Frau erstach Lover
Urteil schockiert: Nur Sozialdienst für Mord
Ein US-Gericht verurteilt eine Frau, die ihren Freund mit 108 Stichen tötete, nur zu Sozialdienststunden.
Opfer Chad O’Melia hatte seine in Drogen ungeübte neue Freundin Bryn Spejcher überredet, zwei Züge aus seiner mit Haschisch gefüllten Wasserpfeife zu nehmen. Im Polizeiverhör gab sie später zu, dass sie böse Stimmen in ihrem Kopf gehört habe und in Panik verfallen sei.
Lover und Hund erstochen
Vor Gericht sagten Experten für die Staatsanwaltschaft und für die Verteidigung aus, dass die 27-Jährige daraufhin eine psychotische Episode erlitt. Spejcher griff sich ein Messer und erstach nicht nur ihren Lover, sondern auch noch ihren Hund.

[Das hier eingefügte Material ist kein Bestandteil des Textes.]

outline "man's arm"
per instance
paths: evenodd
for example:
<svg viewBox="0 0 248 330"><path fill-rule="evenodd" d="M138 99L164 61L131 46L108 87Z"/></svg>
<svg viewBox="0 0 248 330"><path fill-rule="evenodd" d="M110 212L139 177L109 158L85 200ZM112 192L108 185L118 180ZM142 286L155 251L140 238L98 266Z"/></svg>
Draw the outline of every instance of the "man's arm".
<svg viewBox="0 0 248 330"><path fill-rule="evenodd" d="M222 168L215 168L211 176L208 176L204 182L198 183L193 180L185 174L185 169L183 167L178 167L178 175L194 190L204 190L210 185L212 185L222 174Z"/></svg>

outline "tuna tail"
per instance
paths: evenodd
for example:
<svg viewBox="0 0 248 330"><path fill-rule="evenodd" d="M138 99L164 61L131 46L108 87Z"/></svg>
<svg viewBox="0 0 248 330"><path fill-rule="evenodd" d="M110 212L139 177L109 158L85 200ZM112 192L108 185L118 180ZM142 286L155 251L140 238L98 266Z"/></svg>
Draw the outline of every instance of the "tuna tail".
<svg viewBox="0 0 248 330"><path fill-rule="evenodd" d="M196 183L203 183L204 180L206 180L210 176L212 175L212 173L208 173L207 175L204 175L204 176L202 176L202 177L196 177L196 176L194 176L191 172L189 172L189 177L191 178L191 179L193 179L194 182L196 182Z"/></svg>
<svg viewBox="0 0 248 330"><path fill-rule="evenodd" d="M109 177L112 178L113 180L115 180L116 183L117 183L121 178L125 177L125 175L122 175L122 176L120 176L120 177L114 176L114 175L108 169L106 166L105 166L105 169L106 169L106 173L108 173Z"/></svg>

Als die Polizei eintraf, versuchte sich die hysterisch schreiende Frau mit Stichen in den Hals selbst zu töten - konnte aber daran gehindert werden. O’Melia starb.
100 Stunden Sozialdienst
Die Jury sprach Spejcher wegen fahrlässiger Tötung schuldig. Die Staatsanwaltschaft hatte wegen der Brutalität des Gewaltverbrechens und der Benutzung einer tödlichen Waffe eine Gefängnisstrafe von 12 Jahren gefordert.
Doch Richter David Worley überraschte bei der Strafmaß-Verkündung alle im Gerichtssaal. Der Jurist sah es als erwiesen, dass die Angeklagte „unfreiwillig unter den Einfluss von Drogen“ geraten sei. Daher fällte er sein Urteil: 100 Stunden Sozialdienst. Die Familie des Opfers ist darüber schockiert.